China no busca demostrar la superioridad de ninguna raza con los Juegos de Invierno de Pekín, pero sí inocularse una buena dosis de legitimidad y confianza. La necesita, después de unos años difíciles marcados por el Covid-19 y un contexto internacional adverso, mucho más que en 2008, cuando acogió sus primeros JJOO. La rivalidad con EEUU aumenta presidente tras presidente y el mundo ya no acepta sin más los mensajes chinos de “ascenso pacífico”. Cada acontecimiento, espacio y foro internacional se convierte en un campo de batalla donde las dos superpotencias se disputan la hegemonía, el relato. En estas circunstancias, lo llamativo habría sido que EEUU y sus aliados hubiesen desaprovechado la ocasión de arañar la reputación de China.
¿Deporte desnaturalizado?
En el caso de Catar, la indignación ha estado más centrada en lo deportivo que en lo extradeportivo.

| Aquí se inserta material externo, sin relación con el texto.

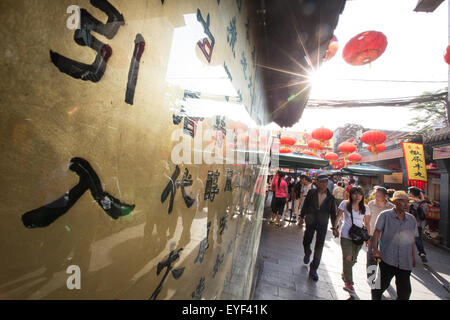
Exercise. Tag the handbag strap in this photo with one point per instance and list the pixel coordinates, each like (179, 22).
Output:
(351, 214)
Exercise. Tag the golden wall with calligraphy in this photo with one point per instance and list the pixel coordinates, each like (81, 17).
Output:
(48, 117)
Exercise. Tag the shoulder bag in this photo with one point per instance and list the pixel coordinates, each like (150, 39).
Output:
(357, 234)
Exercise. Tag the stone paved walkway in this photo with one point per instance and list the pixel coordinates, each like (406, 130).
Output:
(282, 274)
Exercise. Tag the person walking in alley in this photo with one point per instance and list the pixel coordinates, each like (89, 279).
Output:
(338, 193)
(418, 208)
(297, 197)
(356, 213)
(347, 189)
(272, 204)
(318, 208)
(281, 196)
(394, 242)
(376, 206)
(306, 186)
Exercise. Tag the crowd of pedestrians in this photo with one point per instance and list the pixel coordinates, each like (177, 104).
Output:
(388, 222)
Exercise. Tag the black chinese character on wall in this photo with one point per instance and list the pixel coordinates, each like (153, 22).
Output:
(204, 245)
(190, 123)
(212, 185)
(88, 180)
(93, 72)
(172, 186)
(167, 264)
(229, 179)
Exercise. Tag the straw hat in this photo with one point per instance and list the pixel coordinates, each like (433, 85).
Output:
(400, 195)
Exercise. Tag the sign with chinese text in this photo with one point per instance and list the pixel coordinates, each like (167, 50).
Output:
(415, 164)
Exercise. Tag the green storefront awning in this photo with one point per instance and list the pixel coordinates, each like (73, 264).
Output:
(300, 161)
(365, 170)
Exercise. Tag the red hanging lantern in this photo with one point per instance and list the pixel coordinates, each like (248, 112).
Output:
(364, 48)
(372, 138)
(315, 145)
(286, 140)
(331, 156)
(309, 153)
(346, 148)
(285, 150)
(377, 148)
(322, 134)
(355, 157)
(332, 48)
(447, 55)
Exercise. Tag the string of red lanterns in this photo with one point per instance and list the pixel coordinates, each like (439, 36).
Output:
(364, 48)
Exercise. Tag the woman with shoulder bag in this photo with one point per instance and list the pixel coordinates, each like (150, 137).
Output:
(354, 232)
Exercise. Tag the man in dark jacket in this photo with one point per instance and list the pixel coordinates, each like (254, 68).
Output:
(319, 206)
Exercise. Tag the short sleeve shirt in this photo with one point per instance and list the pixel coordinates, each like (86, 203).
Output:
(397, 238)
(281, 190)
(375, 211)
(338, 192)
(358, 219)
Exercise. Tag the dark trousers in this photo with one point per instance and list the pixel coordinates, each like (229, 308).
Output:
(419, 243)
(370, 260)
(320, 240)
(402, 282)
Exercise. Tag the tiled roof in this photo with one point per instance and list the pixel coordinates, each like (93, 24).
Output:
(439, 135)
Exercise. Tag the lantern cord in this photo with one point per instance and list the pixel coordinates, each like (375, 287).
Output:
(390, 102)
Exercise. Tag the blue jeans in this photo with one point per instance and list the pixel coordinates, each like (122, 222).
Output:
(419, 243)
(370, 260)
(321, 232)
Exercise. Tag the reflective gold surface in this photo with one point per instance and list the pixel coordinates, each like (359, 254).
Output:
(48, 117)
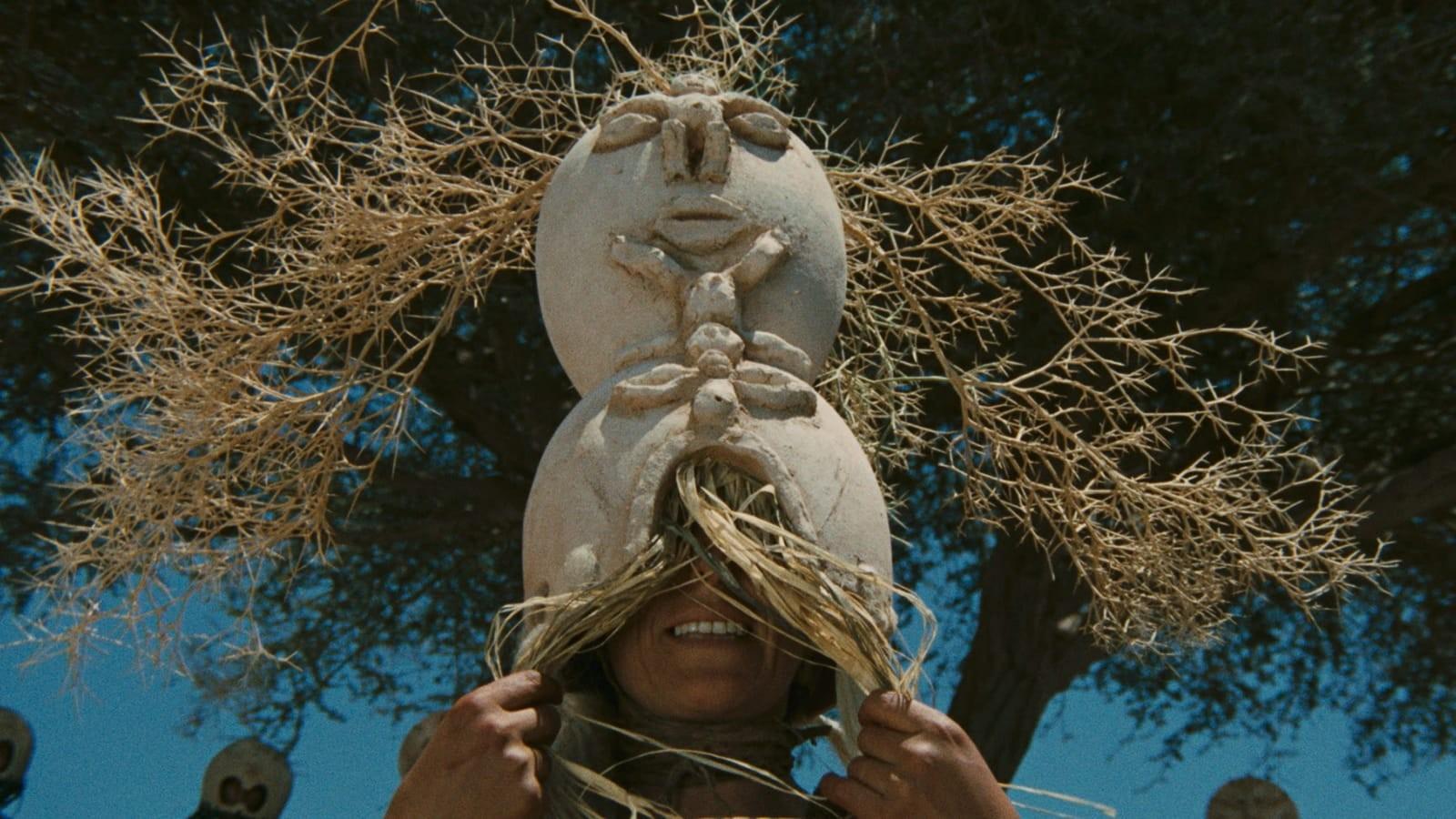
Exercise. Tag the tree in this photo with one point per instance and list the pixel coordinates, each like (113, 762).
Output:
(1292, 160)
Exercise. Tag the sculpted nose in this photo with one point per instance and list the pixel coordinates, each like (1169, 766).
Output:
(696, 143)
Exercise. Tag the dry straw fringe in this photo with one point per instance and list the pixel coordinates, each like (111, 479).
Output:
(823, 606)
(244, 379)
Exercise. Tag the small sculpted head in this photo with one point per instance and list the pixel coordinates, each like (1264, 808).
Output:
(701, 177)
(248, 778)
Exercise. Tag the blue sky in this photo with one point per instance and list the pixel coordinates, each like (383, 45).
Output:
(116, 751)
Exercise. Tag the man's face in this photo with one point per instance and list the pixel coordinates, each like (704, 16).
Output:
(692, 654)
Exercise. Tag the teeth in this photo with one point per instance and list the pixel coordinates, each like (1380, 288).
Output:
(710, 627)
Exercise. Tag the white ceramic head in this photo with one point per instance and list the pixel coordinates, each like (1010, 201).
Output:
(699, 178)
(1251, 797)
(16, 745)
(248, 778)
(415, 742)
(606, 471)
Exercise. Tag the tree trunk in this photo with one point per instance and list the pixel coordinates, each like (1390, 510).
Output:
(1028, 647)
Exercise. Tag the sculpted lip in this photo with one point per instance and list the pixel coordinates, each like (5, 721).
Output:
(701, 223)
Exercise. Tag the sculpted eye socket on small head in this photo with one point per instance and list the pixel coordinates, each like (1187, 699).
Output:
(641, 118)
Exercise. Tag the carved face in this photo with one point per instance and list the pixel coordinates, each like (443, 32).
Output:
(698, 177)
(248, 778)
(689, 654)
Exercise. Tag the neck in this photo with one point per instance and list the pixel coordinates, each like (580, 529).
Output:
(695, 790)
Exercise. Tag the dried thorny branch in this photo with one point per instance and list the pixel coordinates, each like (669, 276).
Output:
(242, 375)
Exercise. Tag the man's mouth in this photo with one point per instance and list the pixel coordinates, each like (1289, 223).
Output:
(710, 629)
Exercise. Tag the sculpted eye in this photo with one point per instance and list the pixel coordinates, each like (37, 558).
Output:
(626, 128)
(761, 128)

El Mundial se celebra en un país con nula tradición futbolera y en condiciones poco propicias para el jogo bonito. Pero quizá lo que más duele a los aficionados es tener que dar la razón a los jeques del Golfo –y a los magnates rusos, chinos y americanos–, cuyas chequeras consiguen, cada vez más, que ruede el balón. En Catar se celebrará un nuevo asalto –tal vez el definitivo– del gran debate del fútbol contemporáneo: esencias versus dinero.
Pekín 2022 tampoco se libra de la sensación de extravío, agudizada por la naturaleza de los Juegos de Invierno –propios de países fríos, es decir, ricos–, que pocos aficionados entienden del todo, y por las restricciones de la pandemia. En 2018 en Pyeonghang (Corea del Sur), ningún competidor de África, América Central o del Sur subió al podio. Noruega, con apenas cinco millones de habitantes, encabezó el medallero. No es solo una cuestión de recursos: es difícil desarrollar el talento para el esquí en países cálidos donde nunca nieva. En Yanqing, al noroeste de Pekín, donde se celebrarán las pruebas de esquí, apenas nevó el año pasado. La nieve de estos Juegos será por completo artificial.

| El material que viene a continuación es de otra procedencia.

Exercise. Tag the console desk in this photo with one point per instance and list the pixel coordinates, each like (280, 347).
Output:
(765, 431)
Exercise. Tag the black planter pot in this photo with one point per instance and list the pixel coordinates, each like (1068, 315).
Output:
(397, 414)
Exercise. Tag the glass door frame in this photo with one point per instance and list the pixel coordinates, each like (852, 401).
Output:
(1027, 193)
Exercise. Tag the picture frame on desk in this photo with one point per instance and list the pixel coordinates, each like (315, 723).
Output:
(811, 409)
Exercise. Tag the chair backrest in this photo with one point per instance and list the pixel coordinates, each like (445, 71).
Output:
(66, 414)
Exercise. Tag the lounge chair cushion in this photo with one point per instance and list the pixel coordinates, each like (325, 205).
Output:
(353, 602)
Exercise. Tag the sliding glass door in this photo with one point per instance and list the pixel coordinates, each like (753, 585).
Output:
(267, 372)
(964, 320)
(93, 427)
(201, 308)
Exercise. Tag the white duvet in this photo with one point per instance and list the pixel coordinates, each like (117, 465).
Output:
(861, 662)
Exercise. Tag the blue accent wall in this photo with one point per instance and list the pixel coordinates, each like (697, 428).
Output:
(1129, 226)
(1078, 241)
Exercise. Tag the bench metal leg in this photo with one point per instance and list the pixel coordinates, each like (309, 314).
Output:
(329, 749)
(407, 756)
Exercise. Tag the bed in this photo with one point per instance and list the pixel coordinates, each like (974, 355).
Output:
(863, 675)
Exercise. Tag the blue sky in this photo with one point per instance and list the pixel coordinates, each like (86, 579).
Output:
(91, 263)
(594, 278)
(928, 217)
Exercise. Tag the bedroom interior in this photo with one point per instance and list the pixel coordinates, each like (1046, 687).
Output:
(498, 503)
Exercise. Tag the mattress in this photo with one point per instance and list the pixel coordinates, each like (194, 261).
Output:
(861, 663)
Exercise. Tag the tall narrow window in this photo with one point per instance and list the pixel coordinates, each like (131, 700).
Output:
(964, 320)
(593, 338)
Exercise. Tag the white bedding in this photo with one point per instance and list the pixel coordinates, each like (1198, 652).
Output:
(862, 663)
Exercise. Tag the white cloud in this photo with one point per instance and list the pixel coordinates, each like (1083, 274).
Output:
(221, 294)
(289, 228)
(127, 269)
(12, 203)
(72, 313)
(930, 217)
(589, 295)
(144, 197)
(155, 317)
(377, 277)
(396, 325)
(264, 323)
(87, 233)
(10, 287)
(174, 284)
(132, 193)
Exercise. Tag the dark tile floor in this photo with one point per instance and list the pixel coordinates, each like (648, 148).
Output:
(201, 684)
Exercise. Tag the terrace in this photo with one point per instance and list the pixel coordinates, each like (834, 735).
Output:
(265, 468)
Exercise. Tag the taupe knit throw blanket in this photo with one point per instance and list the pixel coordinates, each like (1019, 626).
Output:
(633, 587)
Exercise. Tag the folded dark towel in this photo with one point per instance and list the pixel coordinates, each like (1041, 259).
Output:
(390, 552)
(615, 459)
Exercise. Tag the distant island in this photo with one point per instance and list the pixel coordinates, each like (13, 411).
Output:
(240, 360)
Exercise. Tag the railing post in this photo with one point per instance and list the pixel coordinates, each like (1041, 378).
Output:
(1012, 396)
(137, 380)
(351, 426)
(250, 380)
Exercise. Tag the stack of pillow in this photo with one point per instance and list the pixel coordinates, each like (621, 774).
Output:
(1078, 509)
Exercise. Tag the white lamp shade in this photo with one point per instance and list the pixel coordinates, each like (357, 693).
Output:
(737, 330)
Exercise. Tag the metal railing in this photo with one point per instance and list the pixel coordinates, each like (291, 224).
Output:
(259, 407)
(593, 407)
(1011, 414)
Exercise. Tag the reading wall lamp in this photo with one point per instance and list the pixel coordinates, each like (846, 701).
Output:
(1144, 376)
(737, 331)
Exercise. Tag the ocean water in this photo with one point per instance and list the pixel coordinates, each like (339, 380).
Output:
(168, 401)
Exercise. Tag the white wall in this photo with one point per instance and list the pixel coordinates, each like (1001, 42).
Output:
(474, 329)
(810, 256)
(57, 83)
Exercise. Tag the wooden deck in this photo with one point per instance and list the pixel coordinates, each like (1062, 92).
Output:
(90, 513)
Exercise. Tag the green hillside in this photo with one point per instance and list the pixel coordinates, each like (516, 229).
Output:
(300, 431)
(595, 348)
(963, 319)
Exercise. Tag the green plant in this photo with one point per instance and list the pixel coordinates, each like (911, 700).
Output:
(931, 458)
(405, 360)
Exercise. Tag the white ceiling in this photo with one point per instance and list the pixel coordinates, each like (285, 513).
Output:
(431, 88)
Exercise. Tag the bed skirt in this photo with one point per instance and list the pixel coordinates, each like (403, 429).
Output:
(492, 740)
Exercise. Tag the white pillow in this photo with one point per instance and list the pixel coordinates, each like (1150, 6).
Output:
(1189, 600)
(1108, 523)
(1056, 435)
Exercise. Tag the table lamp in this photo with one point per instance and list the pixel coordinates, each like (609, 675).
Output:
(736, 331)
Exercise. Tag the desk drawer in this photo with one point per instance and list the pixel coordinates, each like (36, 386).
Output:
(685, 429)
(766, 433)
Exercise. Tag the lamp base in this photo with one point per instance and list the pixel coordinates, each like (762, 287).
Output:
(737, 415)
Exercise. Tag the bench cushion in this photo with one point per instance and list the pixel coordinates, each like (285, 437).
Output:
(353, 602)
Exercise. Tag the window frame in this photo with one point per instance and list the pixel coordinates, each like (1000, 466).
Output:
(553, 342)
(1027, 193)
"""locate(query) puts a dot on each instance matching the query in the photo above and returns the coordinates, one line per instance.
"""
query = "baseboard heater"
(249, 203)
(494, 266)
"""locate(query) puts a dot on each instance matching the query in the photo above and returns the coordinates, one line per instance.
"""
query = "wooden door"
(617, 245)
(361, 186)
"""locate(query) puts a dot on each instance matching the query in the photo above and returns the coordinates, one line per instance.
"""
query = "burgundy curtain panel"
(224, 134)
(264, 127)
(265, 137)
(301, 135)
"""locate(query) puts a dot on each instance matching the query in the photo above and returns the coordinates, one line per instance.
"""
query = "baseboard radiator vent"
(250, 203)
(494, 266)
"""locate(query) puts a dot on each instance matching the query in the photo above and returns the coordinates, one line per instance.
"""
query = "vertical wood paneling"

A pesar de todo ello, no hay que minusvalorar el servicio que prestan eventos de este tipo, aunque solo sea por la tradicional tregua olímpica a que dan lugar. El pasado diciembre, la Asamblea General de la ONU adoptó por consenso una resolución patrocinada por China que pide a los Estados miembros, “desde siete días antes del comienzo de los Juegos Olímpicos hasta siete días después del final de los Paralímpicos”, que solucionen sus cuitas de manera pacífica. El representante ruso en la ONU conminó a todos los presentes a respetar la tregua, no sabemos si en un ramalazo de humor negro o con preocupación genuina.
Además de servir como válvula de escape de la tensión internacional, el deporte a veces propicia inesperados lugares de encuentro. Así parecen reconocerlo, al menos implícitamente, los propios boicoteadores: a Pekín no viajan los políticos de EEUU, pero sí sus atletas, dispuestos a comerse con patatas –deportivamente hablando– a chinos, rusos y noruegos, en este orden. Mejor darse de tortas sobre una pista de hielo o en el césped alfombrado de los estadios, deben pensar en la Casa Blanca, que en las playas atrincheradas de Taiwán o en los campos helados del Donbás.
Suerte a todos.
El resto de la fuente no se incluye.